RSS FeedCan neutrinos travel faster than speed of light?
So, this perhaps has nothing to do with software as we use it, but CERN has a very important place in the history of the web, so I couldn’t resist.
This is what the scientists in CERN have found, and are trying to validate: They bombarded beams of neutrinos (many of them, so that they can collect many results) from the CERN laboratory near Geneva, and observed the beams of neutrinos from their station in Gran Sasso moutain, in Abruzzo in Southern Italy. The latitude/longitude values for these places are (46 14’04.68″ N, 6 02’37.27″ E) and (42 28′ 09″ N, 13 33′ 53″ E) respectively.
Using the latitude/longitude to distance calculator (see, for example, http://www2.nau.edu/~cvm/latlongdist.html), we can calculate the aerial distance between these two places to be: 730.3127 KM. However, the neutrinos and other particles travel in straight line, not on the surface of the earth, so for that we need the distance in 3 D space. That distance is said to be 730 KM by the publication (obviously, decimal details not included).

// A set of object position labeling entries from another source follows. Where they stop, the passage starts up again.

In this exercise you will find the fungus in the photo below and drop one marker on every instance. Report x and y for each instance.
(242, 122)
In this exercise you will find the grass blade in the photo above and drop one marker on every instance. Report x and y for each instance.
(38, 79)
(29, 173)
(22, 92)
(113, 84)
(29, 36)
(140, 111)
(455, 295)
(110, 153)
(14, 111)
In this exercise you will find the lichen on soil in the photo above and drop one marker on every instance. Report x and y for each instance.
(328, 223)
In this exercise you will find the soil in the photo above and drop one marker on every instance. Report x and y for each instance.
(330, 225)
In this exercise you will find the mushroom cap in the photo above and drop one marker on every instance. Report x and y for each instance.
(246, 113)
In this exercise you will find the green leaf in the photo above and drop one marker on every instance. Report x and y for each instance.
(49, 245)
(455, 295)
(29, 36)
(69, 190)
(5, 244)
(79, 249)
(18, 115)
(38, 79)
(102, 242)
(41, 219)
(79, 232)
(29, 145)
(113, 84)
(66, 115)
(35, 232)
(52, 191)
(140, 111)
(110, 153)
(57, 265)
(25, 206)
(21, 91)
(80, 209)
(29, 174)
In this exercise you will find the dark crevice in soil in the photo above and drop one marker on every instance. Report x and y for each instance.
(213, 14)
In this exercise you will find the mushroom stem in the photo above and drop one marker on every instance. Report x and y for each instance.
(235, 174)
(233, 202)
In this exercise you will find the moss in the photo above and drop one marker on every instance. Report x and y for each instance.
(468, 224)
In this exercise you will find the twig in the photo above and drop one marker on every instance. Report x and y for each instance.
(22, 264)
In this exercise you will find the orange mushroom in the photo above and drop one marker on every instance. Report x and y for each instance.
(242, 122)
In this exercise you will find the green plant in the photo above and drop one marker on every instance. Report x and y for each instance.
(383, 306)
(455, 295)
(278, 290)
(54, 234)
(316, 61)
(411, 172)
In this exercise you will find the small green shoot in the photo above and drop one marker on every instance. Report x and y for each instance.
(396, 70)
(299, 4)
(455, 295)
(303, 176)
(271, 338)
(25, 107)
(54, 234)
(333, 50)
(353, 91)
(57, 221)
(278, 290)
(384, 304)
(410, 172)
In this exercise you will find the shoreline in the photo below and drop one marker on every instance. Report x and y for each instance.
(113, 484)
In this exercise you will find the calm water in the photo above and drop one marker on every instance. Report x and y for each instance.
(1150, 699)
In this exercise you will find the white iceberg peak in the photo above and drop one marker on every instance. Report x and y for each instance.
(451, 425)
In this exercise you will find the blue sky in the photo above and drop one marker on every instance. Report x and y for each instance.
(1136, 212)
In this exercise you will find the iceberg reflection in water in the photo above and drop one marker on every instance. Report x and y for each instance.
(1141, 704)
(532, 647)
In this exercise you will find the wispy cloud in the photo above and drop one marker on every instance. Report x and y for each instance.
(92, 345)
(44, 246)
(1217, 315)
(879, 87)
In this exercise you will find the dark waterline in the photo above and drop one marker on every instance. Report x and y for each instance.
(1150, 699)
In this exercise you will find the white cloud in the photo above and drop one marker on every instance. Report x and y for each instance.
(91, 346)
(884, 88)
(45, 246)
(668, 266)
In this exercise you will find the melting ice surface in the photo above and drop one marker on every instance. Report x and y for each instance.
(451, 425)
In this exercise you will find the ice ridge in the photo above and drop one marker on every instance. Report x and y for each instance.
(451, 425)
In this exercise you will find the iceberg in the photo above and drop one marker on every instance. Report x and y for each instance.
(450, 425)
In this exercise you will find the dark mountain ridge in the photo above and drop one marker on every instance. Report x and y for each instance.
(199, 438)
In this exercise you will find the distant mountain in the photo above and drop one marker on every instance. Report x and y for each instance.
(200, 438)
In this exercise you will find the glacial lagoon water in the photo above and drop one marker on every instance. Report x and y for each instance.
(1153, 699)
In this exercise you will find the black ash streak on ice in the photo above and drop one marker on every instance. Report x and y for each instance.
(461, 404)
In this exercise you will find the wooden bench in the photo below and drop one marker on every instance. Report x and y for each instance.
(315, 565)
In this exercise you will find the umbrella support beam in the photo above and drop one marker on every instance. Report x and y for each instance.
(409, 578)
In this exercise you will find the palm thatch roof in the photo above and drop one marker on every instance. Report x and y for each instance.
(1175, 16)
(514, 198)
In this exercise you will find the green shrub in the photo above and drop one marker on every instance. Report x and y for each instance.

This can then be translated into light seconds by dividing it with speed of light, which is, 299 792 458 m/s, and we obtain that the beam of neutrinos should take 0.00245350178949465 seconds, that is, about 2.45 milliseconds, or about 2453502 nanoseconds. However, they we were able to observe the beams reaching in approximately 2453442 nanoseconds. If this result were to stand, it would mean that neutrinos traveled faster than the speed of light. Since the instruments can have errors in their own data collection, scientists have tried to measure that as well, and estimated the combined margin of error to be about 10 nanoseconds. That implies that even if the instruments erred on the side of underestimating the time taken, the time taken was still about 50 nanoseconds less than light.
No one wants to mess with Einstein, so the scientists at CERN are approaching this very cautiously, and simply reporting this as the experimental findings, and letting the scientific community help them with validation, or refutation of the results.
My question is – should we try to account for the effect from Einstein turning in his grave?